もう一つ格好の場所が区営プールで、毎週一回は昼休み時間を利用して泳ぎに行く。その際は地下鉄で2駅先のプールまで往復に25分、着替えやシャワーに20分、プールで泳ぐのが実質40分で計1時間半、それに立ち食いそばなどを帰り道にかけこんで2時間ほど席をはずす事になる。もちろん昼休みは原則1時間だから、出て行くのも帰るのも昼のチャイムのはるか前と後なので、何食わぬ顔をして席を外し、かつ何食わぬ顔して席に戻っている。夏バテなのか何となくぼんやりした体調の夏の日も、昼間に泳ぐと体がしゃきっとして気持ち良いし、パソコン仕事からくる肩コリも水泳をした後はすこぶる具合が良い。
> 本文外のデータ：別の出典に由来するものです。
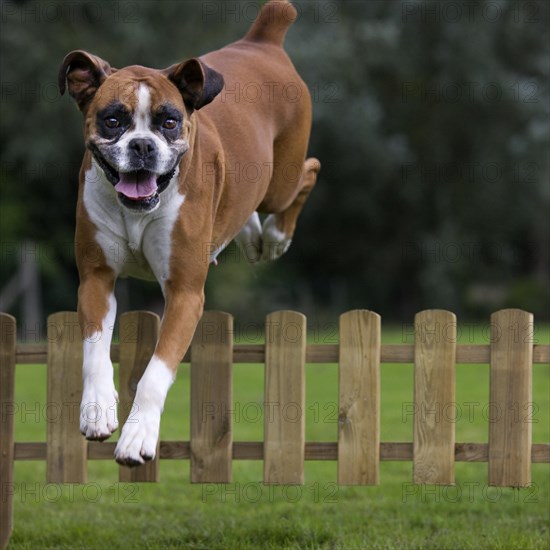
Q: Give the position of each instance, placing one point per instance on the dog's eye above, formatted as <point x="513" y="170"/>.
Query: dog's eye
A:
<point x="169" y="124"/>
<point x="112" y="122"/>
オフィス街にある昼の公営プールは子供がおらず、大体同じ顔ぶれの中年以上スイマーが20人ほどだ。当然の事ながら女性もきわめて少ないから、ここも雰囲気的には昼の図書館とあまり変わりない場所である。


このプール通いに必須の小道具が、紙の内袋に透明ビニールのカバーがかかった事務用の手提げ袋である。紙の部分の水濡れを防ぐ為にもう一回り小さな別のビニール袋に、水着やキャップ、ゴーグルとスポーツ用タオルを押し込み、それをこの事務袋に収めてそそくさと職場を出入りすれば誰もプールに行ってくるなどと想像できないはずだ。多分これを持っていれば、どこかの商売相手と資料でも見ながら会食するのか、あるいは私用にしても金融機関とか郵便局の用事だと思われるだろうから、昼休みをかなり過ぎてシレっと事務所に戻ってもあまり変な詮索をされる事はない。この手提げ袋、毎週の様に使って1年経ったが、紙が破れたりもせずなかなかの優れものである。こうしてみるとこんな超安物の事務用品でも、その持ち主の行動を決めたり生活を助ける良き身近な道具となるものである。